I would write more here, but I believe there is a post I need to write for Localism - Marco Island. I will also share there lots and condos on Marco Island. Should be helpful with those who are having a difficult time making a decision.
Real estate is still local and the numbers here look good for 2007
In Manhattan sales are up and inventory dropped. The 4th Quarter is historically a slow period it was very busy this year.
In Manhattan 4Q 2006 had 2,441 sales - up 55.1% from the 1,574 recorded sales of 4Q 2005
Average sale price: +3.2%
Average price per sq ft: - 0.4%
Median sales price + 5.1%
Days on market +8.8%
Listing Inventory - 0.5%
In 2006 most properties weren't selling because they were overpriced. Sellers were unrealistic and many finally got real in the last quarter so they sold.
I have found with the changing market in NH, that if a home is priced right -- it will sell in no time! It has taken a while for sellers come to terms with reality. I have heard from a couple of lenders, however, that their economists have identified "declining markets" throughout the US. This is going to have an impact on sub-prime borrows -- who no cannot qualify. Also, appraisals will be affected. Do any of our lender friends have some insight on how the identification of "declining markets" will impact real estate in 2007?
In my market(Poinciana Fl) right now, values are down 10-15% from last year same time. My prediction is we have another 10% to go. BUT values doubled from late 2004 to late 2005. So in reality if you bought a house in mid 2004 for $100,000 by the end of 2005 it was worth $200,000 and now it's worth $175,000. That's a 75% INCREASE in 2.5 years. Pretty darn good. A very good investment.
I can drive 15 miles and the numbers would be completely different. RE is very very local.
It is very localised. There are some markets that have always been "slow" as compared to other markets and hence they could be called stable markets for that area.
Judi Barrett
Our switchboard operators say they set up 147 showing appointments today.
That doesn't sound too slow.
According to Mark Twain there are three kinds of lies: lies, darn lies and statistics...
G
Caleb, I guess a crystal ball won't help? lol. The buyers are coming out of the woodwork here in Cleveland. The unknown for me is whether Spring will once again bring a slew of new sellers. The traditional patterns could be out of whack, not sure but I guess I will find out. I agree with Leigh regarding who is moving. I'm convinced the first time homebuyer market will be strong. Short of that it's a crapshoot lol
What will I tell potential sellers? If you have to move, price it right and it will still sell. That may mean for less than you'd like but it will sell. For buyers? If you want a house there is great selection and you don't have to overpay. And if I am at a party and someone asks when is the market going to stop crashing? I'll go into all the details about why our market is slower but not dead.
The market is rebounding
At least here in NYC it is.
Yes, Caleb, consumers ARE looking for answers. That may be why there is increasing value in a Counsellor rather than a Broker.

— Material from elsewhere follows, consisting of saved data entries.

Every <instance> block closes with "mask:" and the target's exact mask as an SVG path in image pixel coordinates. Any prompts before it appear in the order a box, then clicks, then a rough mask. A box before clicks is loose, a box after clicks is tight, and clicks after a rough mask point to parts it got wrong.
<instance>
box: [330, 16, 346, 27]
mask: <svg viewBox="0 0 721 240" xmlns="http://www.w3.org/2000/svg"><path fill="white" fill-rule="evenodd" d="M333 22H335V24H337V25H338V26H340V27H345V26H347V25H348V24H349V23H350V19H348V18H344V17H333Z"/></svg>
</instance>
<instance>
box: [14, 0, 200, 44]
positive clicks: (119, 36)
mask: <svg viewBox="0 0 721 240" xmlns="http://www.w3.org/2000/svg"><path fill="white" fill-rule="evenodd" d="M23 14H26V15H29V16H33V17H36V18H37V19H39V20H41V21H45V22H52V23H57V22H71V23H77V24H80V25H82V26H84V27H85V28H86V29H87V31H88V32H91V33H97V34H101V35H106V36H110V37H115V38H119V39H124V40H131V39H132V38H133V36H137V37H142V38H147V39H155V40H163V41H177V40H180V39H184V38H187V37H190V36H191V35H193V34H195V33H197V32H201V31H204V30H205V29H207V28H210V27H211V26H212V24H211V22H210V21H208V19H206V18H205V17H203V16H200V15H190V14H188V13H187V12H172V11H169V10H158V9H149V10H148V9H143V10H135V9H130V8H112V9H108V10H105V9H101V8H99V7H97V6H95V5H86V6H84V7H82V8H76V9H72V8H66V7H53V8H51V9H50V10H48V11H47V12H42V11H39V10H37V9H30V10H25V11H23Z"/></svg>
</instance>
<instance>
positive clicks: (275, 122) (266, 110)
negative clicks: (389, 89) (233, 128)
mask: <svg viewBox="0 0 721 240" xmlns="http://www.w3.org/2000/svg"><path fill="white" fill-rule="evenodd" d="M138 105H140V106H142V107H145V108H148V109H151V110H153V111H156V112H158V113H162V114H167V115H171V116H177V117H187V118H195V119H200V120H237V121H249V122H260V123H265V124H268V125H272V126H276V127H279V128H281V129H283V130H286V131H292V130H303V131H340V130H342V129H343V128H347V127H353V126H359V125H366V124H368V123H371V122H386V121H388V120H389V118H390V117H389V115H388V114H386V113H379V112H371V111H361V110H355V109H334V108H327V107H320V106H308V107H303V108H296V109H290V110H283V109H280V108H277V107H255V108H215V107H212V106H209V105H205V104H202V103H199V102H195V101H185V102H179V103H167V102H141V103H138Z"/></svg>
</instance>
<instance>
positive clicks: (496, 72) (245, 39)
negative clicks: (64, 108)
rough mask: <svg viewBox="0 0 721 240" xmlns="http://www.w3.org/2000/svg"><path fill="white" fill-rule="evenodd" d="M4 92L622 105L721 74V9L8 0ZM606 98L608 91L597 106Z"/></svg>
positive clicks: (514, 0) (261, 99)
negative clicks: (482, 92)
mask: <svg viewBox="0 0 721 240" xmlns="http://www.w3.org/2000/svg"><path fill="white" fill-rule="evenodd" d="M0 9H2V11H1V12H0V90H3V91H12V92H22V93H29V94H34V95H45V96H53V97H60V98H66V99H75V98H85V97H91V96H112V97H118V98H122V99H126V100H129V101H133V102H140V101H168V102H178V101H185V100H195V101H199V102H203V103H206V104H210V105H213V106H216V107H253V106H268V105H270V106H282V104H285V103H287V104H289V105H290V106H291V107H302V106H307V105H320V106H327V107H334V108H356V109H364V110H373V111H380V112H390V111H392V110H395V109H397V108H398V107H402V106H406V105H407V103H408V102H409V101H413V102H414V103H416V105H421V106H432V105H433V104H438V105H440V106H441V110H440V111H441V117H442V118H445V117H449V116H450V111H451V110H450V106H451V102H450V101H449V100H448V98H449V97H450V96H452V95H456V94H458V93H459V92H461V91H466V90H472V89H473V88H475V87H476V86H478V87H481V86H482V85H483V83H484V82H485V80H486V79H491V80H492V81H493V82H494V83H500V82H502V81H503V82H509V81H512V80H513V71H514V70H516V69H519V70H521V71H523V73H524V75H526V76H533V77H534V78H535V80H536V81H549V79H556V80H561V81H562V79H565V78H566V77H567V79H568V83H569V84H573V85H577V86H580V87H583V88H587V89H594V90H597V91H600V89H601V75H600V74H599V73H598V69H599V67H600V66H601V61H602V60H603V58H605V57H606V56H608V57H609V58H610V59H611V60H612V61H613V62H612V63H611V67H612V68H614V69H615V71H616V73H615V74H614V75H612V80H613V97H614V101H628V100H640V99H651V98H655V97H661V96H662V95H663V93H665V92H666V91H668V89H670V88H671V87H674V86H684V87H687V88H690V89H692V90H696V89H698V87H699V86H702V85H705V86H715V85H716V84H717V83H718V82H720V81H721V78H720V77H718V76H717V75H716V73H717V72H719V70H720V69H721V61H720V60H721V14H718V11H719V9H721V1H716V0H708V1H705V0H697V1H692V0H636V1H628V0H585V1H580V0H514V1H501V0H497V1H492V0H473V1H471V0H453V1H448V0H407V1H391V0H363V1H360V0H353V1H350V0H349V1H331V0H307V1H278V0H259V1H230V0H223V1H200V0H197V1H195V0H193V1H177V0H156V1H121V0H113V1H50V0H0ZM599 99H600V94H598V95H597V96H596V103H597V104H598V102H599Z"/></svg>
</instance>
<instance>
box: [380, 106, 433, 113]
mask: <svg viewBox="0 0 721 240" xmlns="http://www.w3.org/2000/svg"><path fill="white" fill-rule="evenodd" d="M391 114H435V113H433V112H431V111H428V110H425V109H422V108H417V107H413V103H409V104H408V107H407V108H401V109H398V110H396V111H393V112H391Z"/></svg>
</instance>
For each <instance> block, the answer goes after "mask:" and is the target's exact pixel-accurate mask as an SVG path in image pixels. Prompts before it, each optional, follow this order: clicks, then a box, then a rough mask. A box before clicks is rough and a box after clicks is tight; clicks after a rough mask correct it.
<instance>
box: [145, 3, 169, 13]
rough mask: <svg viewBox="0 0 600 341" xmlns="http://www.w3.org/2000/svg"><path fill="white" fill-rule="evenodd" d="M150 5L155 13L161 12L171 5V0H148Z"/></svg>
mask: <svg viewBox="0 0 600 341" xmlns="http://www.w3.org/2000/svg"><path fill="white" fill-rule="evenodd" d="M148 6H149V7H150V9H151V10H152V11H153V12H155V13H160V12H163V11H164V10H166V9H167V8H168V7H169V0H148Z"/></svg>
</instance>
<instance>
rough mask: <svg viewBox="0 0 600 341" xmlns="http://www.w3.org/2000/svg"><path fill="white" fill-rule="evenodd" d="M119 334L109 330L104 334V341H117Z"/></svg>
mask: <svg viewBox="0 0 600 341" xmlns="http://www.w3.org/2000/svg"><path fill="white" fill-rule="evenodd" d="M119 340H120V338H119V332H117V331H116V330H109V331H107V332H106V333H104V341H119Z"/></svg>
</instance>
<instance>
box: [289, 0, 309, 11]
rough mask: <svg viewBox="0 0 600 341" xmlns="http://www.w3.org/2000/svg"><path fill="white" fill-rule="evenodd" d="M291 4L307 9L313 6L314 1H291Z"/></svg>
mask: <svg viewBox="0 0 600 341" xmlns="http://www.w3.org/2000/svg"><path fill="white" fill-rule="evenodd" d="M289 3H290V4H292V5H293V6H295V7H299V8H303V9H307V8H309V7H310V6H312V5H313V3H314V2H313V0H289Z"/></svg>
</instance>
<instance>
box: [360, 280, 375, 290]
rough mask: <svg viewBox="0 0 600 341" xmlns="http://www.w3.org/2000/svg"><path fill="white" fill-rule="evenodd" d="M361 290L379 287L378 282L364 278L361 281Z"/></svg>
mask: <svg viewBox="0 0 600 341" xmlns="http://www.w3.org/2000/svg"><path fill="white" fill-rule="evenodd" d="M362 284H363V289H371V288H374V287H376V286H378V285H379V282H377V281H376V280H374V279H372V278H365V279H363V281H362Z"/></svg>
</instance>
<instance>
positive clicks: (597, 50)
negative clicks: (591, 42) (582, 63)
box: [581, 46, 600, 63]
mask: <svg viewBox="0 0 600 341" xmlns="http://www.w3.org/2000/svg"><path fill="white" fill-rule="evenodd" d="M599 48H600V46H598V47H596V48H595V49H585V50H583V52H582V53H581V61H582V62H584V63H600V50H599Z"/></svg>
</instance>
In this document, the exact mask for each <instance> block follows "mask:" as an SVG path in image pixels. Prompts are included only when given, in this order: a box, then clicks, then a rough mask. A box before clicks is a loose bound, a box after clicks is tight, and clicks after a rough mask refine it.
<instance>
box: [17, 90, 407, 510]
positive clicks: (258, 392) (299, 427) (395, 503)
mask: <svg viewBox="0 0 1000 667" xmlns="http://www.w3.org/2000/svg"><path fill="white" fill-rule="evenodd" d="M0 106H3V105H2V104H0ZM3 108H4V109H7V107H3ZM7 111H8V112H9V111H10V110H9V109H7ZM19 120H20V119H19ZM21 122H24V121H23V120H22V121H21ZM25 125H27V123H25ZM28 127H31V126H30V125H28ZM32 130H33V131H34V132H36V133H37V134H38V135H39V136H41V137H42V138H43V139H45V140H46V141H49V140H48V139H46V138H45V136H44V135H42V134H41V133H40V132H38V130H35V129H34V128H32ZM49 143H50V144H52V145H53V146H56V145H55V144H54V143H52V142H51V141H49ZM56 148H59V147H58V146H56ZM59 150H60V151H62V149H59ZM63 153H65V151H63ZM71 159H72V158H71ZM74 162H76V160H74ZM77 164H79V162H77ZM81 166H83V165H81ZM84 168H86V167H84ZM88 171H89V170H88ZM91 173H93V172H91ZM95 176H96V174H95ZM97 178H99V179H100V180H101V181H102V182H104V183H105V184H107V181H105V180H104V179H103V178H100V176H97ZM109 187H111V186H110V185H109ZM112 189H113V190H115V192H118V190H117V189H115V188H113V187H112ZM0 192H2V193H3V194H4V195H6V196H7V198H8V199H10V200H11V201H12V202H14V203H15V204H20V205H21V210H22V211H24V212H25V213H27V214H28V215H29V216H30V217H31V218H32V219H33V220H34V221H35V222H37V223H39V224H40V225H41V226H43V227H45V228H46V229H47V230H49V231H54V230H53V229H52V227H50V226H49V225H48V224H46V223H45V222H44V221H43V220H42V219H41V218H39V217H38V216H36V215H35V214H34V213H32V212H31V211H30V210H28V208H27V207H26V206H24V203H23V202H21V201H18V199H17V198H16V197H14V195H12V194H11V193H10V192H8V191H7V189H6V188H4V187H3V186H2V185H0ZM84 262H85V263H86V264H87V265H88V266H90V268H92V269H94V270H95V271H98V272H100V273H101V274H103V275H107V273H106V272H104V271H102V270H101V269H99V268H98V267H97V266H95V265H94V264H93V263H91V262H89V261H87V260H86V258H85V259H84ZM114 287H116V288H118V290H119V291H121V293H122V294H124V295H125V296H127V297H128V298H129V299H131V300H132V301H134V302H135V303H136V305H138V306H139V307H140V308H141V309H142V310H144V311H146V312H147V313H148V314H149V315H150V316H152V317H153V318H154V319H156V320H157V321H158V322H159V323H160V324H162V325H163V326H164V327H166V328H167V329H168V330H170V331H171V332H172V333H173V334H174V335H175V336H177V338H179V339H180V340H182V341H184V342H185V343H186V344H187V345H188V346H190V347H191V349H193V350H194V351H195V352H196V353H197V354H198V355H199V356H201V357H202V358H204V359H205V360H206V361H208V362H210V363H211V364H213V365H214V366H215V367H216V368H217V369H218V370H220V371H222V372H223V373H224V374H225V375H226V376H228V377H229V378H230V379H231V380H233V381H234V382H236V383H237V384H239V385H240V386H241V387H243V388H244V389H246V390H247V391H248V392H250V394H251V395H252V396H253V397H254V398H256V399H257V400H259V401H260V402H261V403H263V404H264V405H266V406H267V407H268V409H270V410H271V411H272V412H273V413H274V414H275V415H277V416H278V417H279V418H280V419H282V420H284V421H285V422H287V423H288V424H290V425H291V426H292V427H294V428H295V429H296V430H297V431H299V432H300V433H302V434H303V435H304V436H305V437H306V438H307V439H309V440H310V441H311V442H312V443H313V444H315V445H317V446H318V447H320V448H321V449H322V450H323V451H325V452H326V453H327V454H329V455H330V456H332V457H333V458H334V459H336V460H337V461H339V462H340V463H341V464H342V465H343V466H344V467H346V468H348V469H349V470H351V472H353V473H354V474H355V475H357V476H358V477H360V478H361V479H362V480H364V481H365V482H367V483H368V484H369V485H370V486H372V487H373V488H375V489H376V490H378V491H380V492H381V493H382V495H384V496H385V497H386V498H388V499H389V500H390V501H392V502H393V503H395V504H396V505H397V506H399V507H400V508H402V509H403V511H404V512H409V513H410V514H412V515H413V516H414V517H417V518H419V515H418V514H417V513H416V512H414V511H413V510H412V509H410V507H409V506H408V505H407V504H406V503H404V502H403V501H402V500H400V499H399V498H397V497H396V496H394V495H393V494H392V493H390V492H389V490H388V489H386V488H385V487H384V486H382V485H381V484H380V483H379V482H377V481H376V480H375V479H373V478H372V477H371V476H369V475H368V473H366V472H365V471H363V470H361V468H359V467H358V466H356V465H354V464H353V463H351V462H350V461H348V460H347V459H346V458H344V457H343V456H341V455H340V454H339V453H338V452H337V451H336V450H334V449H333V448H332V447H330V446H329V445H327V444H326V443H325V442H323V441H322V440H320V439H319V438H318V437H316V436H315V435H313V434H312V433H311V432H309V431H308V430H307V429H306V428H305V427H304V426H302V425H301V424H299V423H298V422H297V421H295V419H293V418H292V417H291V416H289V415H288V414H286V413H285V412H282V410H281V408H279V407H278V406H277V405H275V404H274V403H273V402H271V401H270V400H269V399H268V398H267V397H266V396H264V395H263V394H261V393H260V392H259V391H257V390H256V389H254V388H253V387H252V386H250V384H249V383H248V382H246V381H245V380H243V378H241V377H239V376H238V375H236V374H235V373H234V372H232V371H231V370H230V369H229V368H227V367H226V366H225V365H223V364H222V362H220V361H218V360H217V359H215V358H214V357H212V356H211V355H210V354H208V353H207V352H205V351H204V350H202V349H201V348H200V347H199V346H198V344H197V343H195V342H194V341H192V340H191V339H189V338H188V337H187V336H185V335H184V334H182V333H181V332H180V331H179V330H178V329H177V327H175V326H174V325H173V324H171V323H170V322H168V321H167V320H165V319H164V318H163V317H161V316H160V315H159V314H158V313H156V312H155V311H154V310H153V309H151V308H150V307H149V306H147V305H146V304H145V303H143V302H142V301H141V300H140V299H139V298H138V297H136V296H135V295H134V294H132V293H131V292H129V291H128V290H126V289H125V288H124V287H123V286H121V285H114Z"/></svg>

It's areally about asking questions, as you've pointed out. Is the purchase a home for them to live in? An improvement in their lifestyle? A base that will make them happier and more successful in everything else that they do? It's not all about Return On Investment; it's not like buying in the stock market. I feel real estate is a good investment long term, especially here in Florida. If "life" happens and you need to sell at a particular time, then your investment may not be good; if you can wait for "better" times, it may be a good investment after all.
Caleb
Thank you do much for inclusing my post in yours. I am very flattered.